Mailing List Archive

[PATCH] ospfd: avoid exhausting memory with OSPF vertices (BZ#476)
This was found in scale testing at OSR; ospfd is adding the same link
over and over again to the SPF tree. This fix prevents the resulting
memory corruption from happening and adds a debug message to track
occurence of this issue and/or confirm a proper fix.

(This version was improved by Scott Feldman over the earlier RFC.)

* ospfd/ospf_spf.c: (ospf_spf_add_parent) loop over existing vertices
and refuse to add duplicates.

Tested-by: Martin Winter <mwinter@opensourcerouting.org>
Signed-off-by: Scott Feldman <sfeldma@cumulusnetworks.com>
Signed-off-by: David Lamparter <equinox@opensourcerouting.org>
---
ospfd/ospf_spf.c | 17 +++++++++++++++--
1 files changed, 15 insertions(+), 2 deletions(-)

diff --git a/ospfd/ospf_spf.c b/ospfd/ospf_spf.c
index d7f9ba2..974875e 100644
--- a/ospfd/ospf_spf.c
+++ b/ospfd/ospf_spf.c
@@ -422,7 +422,8 @@ ospf_spf_add_parent (struct vertex *v, struct vertex *w,
struct vertex_nexthop *newhop,
unsigned int distance)
{
- struct vertex_parent *vp;
+ struct vertex_parent *vp, *wp;
+ struct listnode *node;

/* we must have a newhop, and a distance */
assert (v && w && newhop);
@@ -456,7 +457,19 @@ ospf_spf_add_parent (struct vertex *v, struct vertex *w,
w->distance = distance;
}

- /* new parent is <= existing parents, add it to parent list */
+ /* new parent is <= existing parents, add it to parent list (if nexthop
+ * not on parent list)
+ */
+ for (ALL_LIST_ELEMENTS_RO(w->parents, node, wp))
+ {
+ if (memcmp(newhop, wp->nexthop, sizeof(*newhop)) == 0)
+ {
+ if (IS_DEBUG_OSPF_EVENT)
+ zlog_debug ("%s: ... nexthop already on parent list, skipping add", __func__);
+ return;
+ }
+ }
+
vp = vertex_parent_new (v, ospf_lsa_has_link (w->lsa, v->lsa), newhop);
listnode_add (w->parents, vp);

--
1.7.8.6

_______________________________________________
Quagga-dev mailing list
Quagga-dev@lists.quagga.net
http://lists.quagga.net/mailman/listinfo/quagga-dev
Re: [PATCH] ospfd: avoid exhausting memory with OSPF vertices (BZ#476) [ In reply to ]
On Wed, 25 Jul 2012, David Lamparter wrote:

> This was found in scale testing at OSR; ospfd is adding the same link
> over and over again to the SPF tree. This fix prevents the resulting
> memory corruption from happening and adds a debug message to track
> occurence of this issue and/or confirm a proper fix.

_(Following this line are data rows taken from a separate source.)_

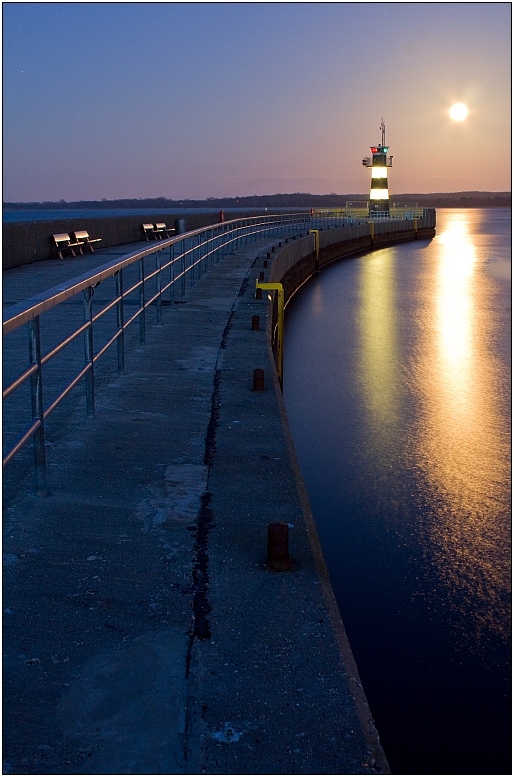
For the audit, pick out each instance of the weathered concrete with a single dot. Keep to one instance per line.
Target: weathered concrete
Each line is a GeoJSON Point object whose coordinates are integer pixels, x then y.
{"type": "Point", "coordinates": [143, 632]}
{"type": "Point", "coordinates": [26, 242]}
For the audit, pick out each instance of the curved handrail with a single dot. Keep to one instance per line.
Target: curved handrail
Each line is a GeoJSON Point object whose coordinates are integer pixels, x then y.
{"type": "Point", "coordinates": [186, 251]}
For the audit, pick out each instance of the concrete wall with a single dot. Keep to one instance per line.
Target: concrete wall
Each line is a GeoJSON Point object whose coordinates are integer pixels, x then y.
{"type": "Point", "coordinates": [31, 241]}
{"type": "Point", "coordinates": [296, 262]}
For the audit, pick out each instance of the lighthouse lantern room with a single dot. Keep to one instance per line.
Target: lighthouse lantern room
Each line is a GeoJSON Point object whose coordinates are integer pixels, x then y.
{"type": "Point", "coordinates": [379, 162]}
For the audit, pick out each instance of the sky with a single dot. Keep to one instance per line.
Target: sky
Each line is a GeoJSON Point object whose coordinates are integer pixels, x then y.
{"type": "Point", "coordinates": [196, 100]}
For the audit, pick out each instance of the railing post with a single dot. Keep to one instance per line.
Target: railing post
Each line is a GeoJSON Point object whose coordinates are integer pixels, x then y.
{"type": "Point", "coordinates": [172, 272]}
{"type": "Point", "coordinates": [183, 267]}
{"type": "Point", "coordinates": [120, 322]}
{"type": "Point", "coordinates": [158, 285]}
{"type": "Point", "coordinates": [316, 248]}
{"type": "Point", "coordinates": [142, 321]}
{"type": "Point", "coordinates": [88, 352]}
{"type": "Point", "coordinates": [278, 287]}
{"type": "Point", "coordinates": [36, 394]}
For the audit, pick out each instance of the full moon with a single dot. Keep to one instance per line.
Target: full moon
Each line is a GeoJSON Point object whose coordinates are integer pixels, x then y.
{"type": "Point", "coordinates": [458, 112]}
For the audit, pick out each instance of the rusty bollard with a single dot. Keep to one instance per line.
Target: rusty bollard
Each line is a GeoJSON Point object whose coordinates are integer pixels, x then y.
{"type": "Point", "coordinates": [278, 547]}
{"type": "Point", "coordinates": [258, 380]}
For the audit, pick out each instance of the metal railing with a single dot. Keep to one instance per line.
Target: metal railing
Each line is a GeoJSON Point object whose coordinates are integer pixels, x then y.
{"type": "Point", "coordinates": [132, 282]}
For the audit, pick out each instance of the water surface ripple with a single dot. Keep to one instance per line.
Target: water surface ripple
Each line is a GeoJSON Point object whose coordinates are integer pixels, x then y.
{"type": "Point", "coordinates": [397, 388]}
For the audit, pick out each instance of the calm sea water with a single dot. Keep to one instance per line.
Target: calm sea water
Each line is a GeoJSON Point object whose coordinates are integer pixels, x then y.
{"type": "Point", "coordinates": [10, 216]}
{"type": "Point", "coordinates": [397, 388]}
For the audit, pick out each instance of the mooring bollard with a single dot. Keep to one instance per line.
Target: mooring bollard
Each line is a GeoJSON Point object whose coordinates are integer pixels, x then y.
{"type": "Point", "coordinates": [278, 547]}
{"type": "Point", "coordinates": [258, 380]}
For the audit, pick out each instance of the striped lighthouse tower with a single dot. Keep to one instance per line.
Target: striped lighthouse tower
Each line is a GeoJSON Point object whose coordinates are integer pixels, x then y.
{"type": "Point", "coordinates": [379, 162]}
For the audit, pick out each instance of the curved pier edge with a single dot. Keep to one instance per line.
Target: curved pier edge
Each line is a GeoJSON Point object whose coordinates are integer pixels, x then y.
{"type": "Point", "coordinates": [361, 703]}
{"type": "Point", "coordinates": [294, 265]}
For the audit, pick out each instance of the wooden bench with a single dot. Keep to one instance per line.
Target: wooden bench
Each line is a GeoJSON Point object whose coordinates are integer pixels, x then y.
{"type": "Point", "coordinates": [82, 238]}
{"type": "Point", "coordinates": [162, 228]}
{"type": "Point", "coordinates": [63, 241]}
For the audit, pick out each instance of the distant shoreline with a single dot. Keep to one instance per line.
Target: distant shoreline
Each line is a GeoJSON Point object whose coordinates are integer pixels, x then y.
{"type": "Point", "coordinates": [471, 199]}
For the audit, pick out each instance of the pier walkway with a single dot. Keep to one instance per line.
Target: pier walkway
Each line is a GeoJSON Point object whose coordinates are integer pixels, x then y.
{"type": "Point", "coordinates": [143, 633]}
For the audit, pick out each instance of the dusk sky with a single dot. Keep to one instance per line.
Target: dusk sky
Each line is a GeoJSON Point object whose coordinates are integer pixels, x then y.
{"type": "Point", "coordinates": [195, 100]}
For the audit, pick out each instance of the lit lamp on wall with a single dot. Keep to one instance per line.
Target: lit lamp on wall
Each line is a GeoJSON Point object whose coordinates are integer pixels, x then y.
{"type": "Point", "coordinates": [379, 162]}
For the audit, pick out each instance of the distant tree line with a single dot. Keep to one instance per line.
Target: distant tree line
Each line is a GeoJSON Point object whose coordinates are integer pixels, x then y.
{"type": "Point", "coordinates": [297, 200]}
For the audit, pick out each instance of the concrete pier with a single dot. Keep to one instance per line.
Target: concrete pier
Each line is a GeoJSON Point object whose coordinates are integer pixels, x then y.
{"type": "Point", "coordinates": [143, 632]}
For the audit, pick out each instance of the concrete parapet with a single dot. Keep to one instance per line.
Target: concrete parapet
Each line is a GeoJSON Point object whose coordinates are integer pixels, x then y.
{"type": "Point", "coordinates": [26, 242]}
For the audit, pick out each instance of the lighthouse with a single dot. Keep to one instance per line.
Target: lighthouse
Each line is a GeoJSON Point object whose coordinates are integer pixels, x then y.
{"type": "Point", "coordinates": [379, 162]}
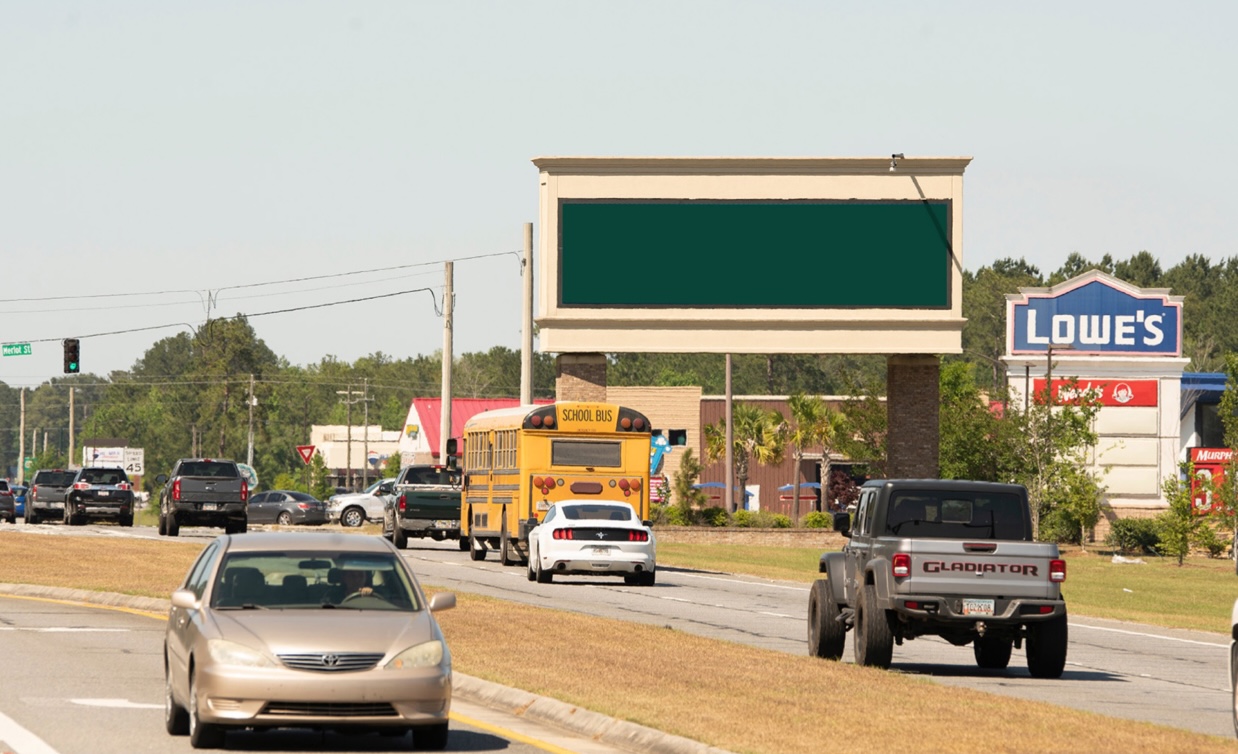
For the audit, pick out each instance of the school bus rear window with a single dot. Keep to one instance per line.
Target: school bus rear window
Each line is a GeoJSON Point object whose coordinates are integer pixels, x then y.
{"type": "Point", "coordinates": [573, 452]}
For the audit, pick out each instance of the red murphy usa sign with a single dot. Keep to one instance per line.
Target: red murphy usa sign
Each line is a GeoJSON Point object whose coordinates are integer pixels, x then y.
{"type": "Point", "coordinates": [1107, 393]}
{"type": "Point", "coordinates": [1208, 464]}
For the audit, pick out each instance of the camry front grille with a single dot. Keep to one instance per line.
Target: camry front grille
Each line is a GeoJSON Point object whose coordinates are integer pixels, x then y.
{"type": "Point", "coordinates": [331, 661]}
{"type": "Point", "coordinates": [331, 708]}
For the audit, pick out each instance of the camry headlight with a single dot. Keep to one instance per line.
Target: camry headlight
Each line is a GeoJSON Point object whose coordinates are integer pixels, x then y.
{"type": "Point", "coordinates": [229, 653]}
{"type": "Point", "coordinates": [424, 655]}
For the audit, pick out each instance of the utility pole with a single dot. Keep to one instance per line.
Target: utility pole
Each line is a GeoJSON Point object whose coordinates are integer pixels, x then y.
{"type": "Point", "coordinates": [253, 401]}
{"type": "Point", "coordinates": [21, 441]}
{"type": "Point", "coordinates": [71, 427]}
{"type": "Point", "coordinates": [526, 321]}
{"type": "Point", "coordinates": [365, 450]}
{"type": "Point", "coordinates": [348, 400]}
{"type": "Point", "coordinates": [445, 426]}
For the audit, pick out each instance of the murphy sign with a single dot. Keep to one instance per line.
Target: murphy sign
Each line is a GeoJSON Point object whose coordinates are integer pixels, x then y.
{"type": "Point", "coordinates": [1095, 313]}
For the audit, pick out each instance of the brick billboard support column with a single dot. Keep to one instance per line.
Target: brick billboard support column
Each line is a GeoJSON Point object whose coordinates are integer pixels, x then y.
{"type": "Point", "coordinates": [582, 377]}
{"type": "Point", "coordinates": [914, 407]}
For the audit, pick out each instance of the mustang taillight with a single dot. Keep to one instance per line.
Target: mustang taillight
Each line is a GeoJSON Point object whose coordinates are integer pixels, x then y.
{"type": "Point", "coordinates": [901, 565]}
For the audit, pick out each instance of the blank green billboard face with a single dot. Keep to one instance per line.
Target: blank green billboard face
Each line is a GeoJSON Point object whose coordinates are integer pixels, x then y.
{"type": "Point", "coordinates": [755, 254]}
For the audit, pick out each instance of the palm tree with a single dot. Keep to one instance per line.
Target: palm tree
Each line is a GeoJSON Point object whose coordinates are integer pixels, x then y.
{"type": "Point", "coordinates": [759, 435]}
{"type": "Point", "coordinates": [816, 424]}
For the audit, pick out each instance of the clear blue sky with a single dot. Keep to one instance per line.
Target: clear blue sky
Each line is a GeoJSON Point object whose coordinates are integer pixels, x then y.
{"type": "Point", "coordinates": [157, 146]}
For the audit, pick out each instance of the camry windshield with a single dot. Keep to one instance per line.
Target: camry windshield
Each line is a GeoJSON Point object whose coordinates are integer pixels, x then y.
{"type": "Point", "coordinates": [369, 581]}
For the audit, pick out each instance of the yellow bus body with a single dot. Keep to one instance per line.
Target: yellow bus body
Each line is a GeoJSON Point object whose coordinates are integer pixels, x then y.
{"type": "Point", "coordinates": [518, 462]}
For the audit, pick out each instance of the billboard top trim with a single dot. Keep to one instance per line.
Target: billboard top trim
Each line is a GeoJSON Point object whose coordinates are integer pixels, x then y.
{"type": "Point", "coordinates": [752, 165]}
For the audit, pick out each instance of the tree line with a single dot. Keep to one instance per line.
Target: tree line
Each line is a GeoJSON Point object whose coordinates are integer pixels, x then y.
{"type": "Point", "coordinates": [192, 393]}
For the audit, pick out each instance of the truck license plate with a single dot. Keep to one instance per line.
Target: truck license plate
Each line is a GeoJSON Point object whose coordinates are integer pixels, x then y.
{"type": "Point", "coordinates": [977, 607]}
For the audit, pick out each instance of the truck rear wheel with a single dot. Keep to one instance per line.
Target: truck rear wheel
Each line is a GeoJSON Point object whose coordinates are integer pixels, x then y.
{"type": "Point", "coordinates": [1046, 648]}
{"type": "Point", "coordinates": [874, 641]}
{"type": "Point", "coordinates": [827, 635]}
{"type": "Point", "coordinates": [992, 653]}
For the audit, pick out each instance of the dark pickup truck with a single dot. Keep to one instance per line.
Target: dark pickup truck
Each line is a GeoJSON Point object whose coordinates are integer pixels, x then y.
{"type": "Point", "coordinates": [424, 503]}
{"type": "Point", "coordinates": [203, 492]}
{"type": "Point", "coordinates": [45, 500]}
{"type": "Point", "coordinates": [99, 493]}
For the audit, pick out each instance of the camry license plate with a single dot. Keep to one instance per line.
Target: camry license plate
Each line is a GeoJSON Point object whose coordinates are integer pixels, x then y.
{"type": "Point", "coordinates": [977, 607]}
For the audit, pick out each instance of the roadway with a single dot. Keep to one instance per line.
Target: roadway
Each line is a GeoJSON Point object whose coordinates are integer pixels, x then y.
{"type": "Point", "coordinates": [1142, 672]}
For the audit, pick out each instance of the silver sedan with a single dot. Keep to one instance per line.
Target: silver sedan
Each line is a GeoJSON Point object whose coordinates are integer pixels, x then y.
{"type": "Point", "coordinates": [305, 630]}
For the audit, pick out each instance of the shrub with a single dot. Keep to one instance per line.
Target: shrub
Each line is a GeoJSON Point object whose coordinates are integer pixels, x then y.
{"type": "Point", "coordinates": [1206, 539]}
{"type": "Point", "coordinates": [714, 516]}
{"type": "Point", "coordinates": [1134, 535]}
{"type": "Point", "coordinates": [818, 520]}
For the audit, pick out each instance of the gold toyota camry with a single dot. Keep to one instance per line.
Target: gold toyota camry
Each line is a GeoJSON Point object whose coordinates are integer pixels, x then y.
{"type": "Point", "coordinates": [305, 630]}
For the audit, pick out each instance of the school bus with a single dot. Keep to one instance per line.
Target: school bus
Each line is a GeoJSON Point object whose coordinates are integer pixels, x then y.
{"type": "Point", "coordinates": [516, 462]}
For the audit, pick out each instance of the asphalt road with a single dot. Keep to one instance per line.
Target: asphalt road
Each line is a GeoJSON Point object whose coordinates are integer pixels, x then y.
{"type": "Point", "coordinates": [1173, 677]}
{"type": "Point", "coordinates": [82, 679]}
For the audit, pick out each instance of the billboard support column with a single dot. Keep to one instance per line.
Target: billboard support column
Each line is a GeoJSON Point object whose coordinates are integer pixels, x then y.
{"type": "Point", "coordinates": [914, 410]}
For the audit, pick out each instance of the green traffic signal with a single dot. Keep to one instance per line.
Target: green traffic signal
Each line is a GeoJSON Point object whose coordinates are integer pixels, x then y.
{"type": "Point", "coordinates": [72, 355]}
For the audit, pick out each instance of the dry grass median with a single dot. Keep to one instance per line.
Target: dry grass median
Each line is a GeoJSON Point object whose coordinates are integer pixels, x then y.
{"type": "Point", "coordinates": [731, 696]}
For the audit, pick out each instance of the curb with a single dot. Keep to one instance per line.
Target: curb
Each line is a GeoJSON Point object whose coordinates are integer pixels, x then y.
{"type": "Point", "coordinates": [503, 698]}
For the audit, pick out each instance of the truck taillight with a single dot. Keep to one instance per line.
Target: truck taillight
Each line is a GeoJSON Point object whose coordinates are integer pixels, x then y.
{"type": "Point", "coordinates": [901, 565]}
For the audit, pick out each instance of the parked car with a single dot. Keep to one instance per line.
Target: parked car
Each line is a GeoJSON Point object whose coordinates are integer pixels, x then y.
{"type": "Point", "coordinates": [8, 505]}
{"type": "Point", "coordinates": [354, 509]}
{"type": "Point", "coordinates": [286, 507]}
{"type": "Point", "coordinates": [263, 634]}
{"type": "Point", "coordinates": [46, 495]}
{"type": "Point", "coordinates": [99, 493]}
{"type": "Point", "coordinates": [596, 539]}
{"type": "Point", "coordinates": [19, 498]}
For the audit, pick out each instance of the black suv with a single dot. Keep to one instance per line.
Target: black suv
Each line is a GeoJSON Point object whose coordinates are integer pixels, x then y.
{"type": "Point", "coordinates": [45, 499]}
{"type": "Point", "coordinates": [99, 493]}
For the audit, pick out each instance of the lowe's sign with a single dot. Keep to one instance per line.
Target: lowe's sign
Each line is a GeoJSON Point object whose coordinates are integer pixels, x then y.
{"type": "Point", "coordinates": [1095, 313]}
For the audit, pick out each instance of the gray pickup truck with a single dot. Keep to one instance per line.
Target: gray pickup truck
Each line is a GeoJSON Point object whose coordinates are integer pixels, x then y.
{"type": "Point", "coordinates": [425, 502]}
{"type": "Point", "coordinates": [203, 492]}
{"type": "Point", "coordinates": [45, 499]}
{"type": "Point", "coordinates": [947, 559]}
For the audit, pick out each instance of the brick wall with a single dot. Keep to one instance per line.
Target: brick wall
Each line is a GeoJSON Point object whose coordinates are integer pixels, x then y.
{"type": "Point", "coordinates": [582, 377]}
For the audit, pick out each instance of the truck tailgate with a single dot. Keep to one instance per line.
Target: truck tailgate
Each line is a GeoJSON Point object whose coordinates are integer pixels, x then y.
{"type": "Point", "coordinates": [209, 489]}
{"type": "Point", "coordinates": [1004, 568]}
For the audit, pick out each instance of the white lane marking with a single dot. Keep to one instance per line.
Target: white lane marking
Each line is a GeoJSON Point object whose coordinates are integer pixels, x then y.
{"type": "Point", "coordinates": [1097, 628]}
{"type": "Point", "coordinates": [20, 739]}
{"type": "Point", "coordinates": [739, 581]}
{"type": "Point", "coordinates": [115, 703]}
{"type": "Point", "coordinates": [62, 629]}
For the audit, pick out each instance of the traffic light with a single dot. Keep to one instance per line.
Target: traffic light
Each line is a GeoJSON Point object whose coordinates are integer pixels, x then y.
{"type": "Point", "coordinates": [72, 360]}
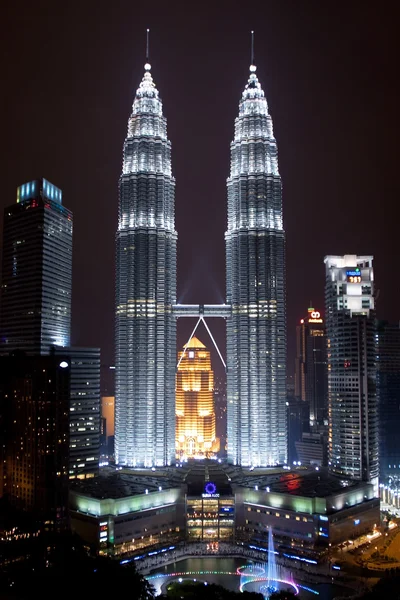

So not a fix, but a hack to make the problem go away, until a fix is
found? :)

It'd be really good to document a topology that causes this "add same link
forever" problem to occur. I.e. in terms of the router and network LSA
content. Ideally, to find a very simple topology that triggers this.

The other thing we desperately need is unit tests for the SPF code.

regards,
--
Paul Jakma paul@jakma.org @pjakma Key ID: 64A2FF6A
Fortune:
He who slings mud generally loses ground.
-- Adlai Stevenson
_______________________________________________
Quagga-dev mailing list
Quagga-dev@lists.quagga.net
http://lists.quagga.net/mailman/listinfo/quagga-dev
Re: [PATCH] ospfd: avoid exhausting memory with OSPF vertices (BZ#476) [ In reply to ]
On Wed, 25 Jul 2012, Paul Jakma wrote:

> The other thing we desperately need is unit tests for the SPF code.

Which is bug #349:

https://bugzilla.quagga.net/show_bug.cgi?id=349

I'd really recommend resolving that bug before trying to make any changes
to the SPF code.

regards,
--
Paul Jakma paul@jakma.org @pjakma Key ID: 64A2FF6A
Fortune:
That all men should be brothers is the dream of people who have no brothers.
-- Charles Chincholles, "Pensees de tout le monde"
_______________________________________________
Quagga-dev mailing list
Quagga-dev@lists.quagga.net
http://lists.quagga.net/mailman/listinfo/quagga-dev
Re: [PATCH] ospfd: avoid exhausting memory with OSPF vertices (BZ#476) [ In reply to ]
On Jul 25, 2012, at 10:44 AM, Paul Jakma wrote:

> On Wed, 25 Jul 2012, David Lamparter wrote:
>
>> This was found in scale testing at OSR; ospfd is adding the same link
>> over and over again to the SPF tree. This fix prevents the resulting
>> memory corruption from happening and adds a debug message to track
>> occurence of this issue and/or confirm a proper fix.
>
> It'd be really good to document a topology that causes this "add same link forever" problem to occur. I.e. in terms of the router and network LSA content. Ideally, to find a very simple topology that triggers this.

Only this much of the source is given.